Plus tôt cette année, Matt Turek, responsable du programme DARPA pour MediFor, a demandé à Li de démontrer ses contrefaçons aux chercheurs de MediFor. Cela a conduit à une collaboration avec Hany Farid, professeur à UC Berkeley et l'une des plus grandes autorités mondiales en matière de criminalistique numérique. La paire est maintenant engagée dans un jeu numérique du chat et de la souris, Li développant des deepfakes que Farid doit attraper, puis les affinant pour échapper à la détection.

Farid, Li et d'autres récemment publié un papier décrivant une nouvelle façon plus puissante de repérer les deepfakes. Cela repose sur la formation d'un algorithme d'apprentissage automatique pour reconnaître les bizarreries des expressions faciales et des mouvements de tête d'un individu spécifique. Si vous collez simplement la ressemblance de quelqu'un sur un autre visage, ces caractéristiques ne seront pas reportées. Il faudrait beaucoup de puissance informatique et de données de formation, c'est-à-dire des images ou des vidéos de la personne, pour créer un deepfake qui intègre ces caractéristiques. Mais un jour ce sera possible. Les solutions techniques continueront à s'améliorer du côté défensif, dit Turek. Mais est-ce que ce sera parfait ? J'en doute.

Pixel-parfait

De retour à Dalian, il est clair que les gens commencent à prendre conscience du danger des deepfakes. Le matin avant ma rencontre avec Li, un politicien européen était entré dans la cabine d'échange de visages, seulement pour que ses gardiens l'arrêtent. Ils craignaient que le système ne capture sa ressemblance en détail, ce qui permettrait à quelqu'un de créer plus facilement de faux clips de lui.

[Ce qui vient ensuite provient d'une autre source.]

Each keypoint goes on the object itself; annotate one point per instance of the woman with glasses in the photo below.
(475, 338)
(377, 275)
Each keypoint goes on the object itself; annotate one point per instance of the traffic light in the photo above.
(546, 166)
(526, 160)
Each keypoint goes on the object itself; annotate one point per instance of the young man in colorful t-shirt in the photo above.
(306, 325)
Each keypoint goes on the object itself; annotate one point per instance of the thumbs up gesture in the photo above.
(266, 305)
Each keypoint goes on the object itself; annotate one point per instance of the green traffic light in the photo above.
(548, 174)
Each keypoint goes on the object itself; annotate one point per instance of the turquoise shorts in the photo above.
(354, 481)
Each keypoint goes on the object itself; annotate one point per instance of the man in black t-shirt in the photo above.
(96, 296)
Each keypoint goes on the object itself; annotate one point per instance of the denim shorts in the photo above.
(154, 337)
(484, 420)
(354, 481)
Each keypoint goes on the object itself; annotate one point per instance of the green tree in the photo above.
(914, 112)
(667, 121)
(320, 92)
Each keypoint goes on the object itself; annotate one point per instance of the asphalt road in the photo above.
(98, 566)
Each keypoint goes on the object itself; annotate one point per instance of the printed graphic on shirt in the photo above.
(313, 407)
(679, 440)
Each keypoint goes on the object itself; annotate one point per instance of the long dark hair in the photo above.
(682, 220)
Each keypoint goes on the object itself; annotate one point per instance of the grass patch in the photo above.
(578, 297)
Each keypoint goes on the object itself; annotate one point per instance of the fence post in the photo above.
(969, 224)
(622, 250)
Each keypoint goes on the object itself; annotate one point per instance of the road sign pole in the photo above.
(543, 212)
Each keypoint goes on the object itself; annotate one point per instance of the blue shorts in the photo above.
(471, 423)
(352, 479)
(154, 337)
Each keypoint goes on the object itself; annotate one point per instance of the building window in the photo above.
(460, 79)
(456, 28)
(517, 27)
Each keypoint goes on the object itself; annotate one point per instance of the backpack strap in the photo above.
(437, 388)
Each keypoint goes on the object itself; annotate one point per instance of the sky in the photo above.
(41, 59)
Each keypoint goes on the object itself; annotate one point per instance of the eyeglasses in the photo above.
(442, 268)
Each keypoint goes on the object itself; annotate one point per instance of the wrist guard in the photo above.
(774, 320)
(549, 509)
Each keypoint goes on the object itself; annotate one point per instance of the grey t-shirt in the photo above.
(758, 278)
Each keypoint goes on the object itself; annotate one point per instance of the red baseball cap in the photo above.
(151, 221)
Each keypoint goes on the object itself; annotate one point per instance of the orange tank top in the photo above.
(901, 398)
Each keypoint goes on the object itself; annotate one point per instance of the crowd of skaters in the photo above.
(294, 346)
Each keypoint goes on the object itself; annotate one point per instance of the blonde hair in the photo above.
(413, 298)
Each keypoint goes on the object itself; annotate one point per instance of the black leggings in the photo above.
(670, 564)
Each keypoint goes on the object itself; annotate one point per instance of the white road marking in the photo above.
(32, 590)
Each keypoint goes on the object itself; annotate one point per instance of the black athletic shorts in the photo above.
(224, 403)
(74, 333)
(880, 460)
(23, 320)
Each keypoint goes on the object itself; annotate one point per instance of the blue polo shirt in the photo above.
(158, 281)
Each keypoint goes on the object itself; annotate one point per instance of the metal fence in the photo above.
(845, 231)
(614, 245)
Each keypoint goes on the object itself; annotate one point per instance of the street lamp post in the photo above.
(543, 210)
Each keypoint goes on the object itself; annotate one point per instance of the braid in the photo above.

Personne utilisant un programme deep fake sur un écran de télévision

Un employé de Pinscreen fait la démonstration d'un système d'échange de visage en direct lors de la conférence du Forum économique mondial à Dalian, en Chine, en juillet. Avec l'aimable autorisation de Hao Li

Alors qu'il regarde les gens utiliser le stand, Li me dit qu'il n'y a aucune raison technique pour que les deepfakes soient détectables. Les vidéos ne sont que des pixels avec une certaine valeur de couleur, dit-il.

Les rendre parfaits n'est qu'une question de temps et de ressources, et comme le montre sa collaboration avec Farid, cela devient de plus en plus facile. Nous assistons à une course aux armements entre les manipulations numériques et la capacité de les détecter, dit-il, avec les progrès des algorithmes basés sur l'IA qui catalysent les deux côtés.

La mauvaise nouvelle, pense Li, c'est qu'il finira par gagner. Dans quelques années, estime-t-il, des deepfakes indétectables pourraient être créés en un clic. Lorsque ce point arrive, dit-il, nous devons être conscients que toutes les vidéos que nous voyons ne sont pas vraies.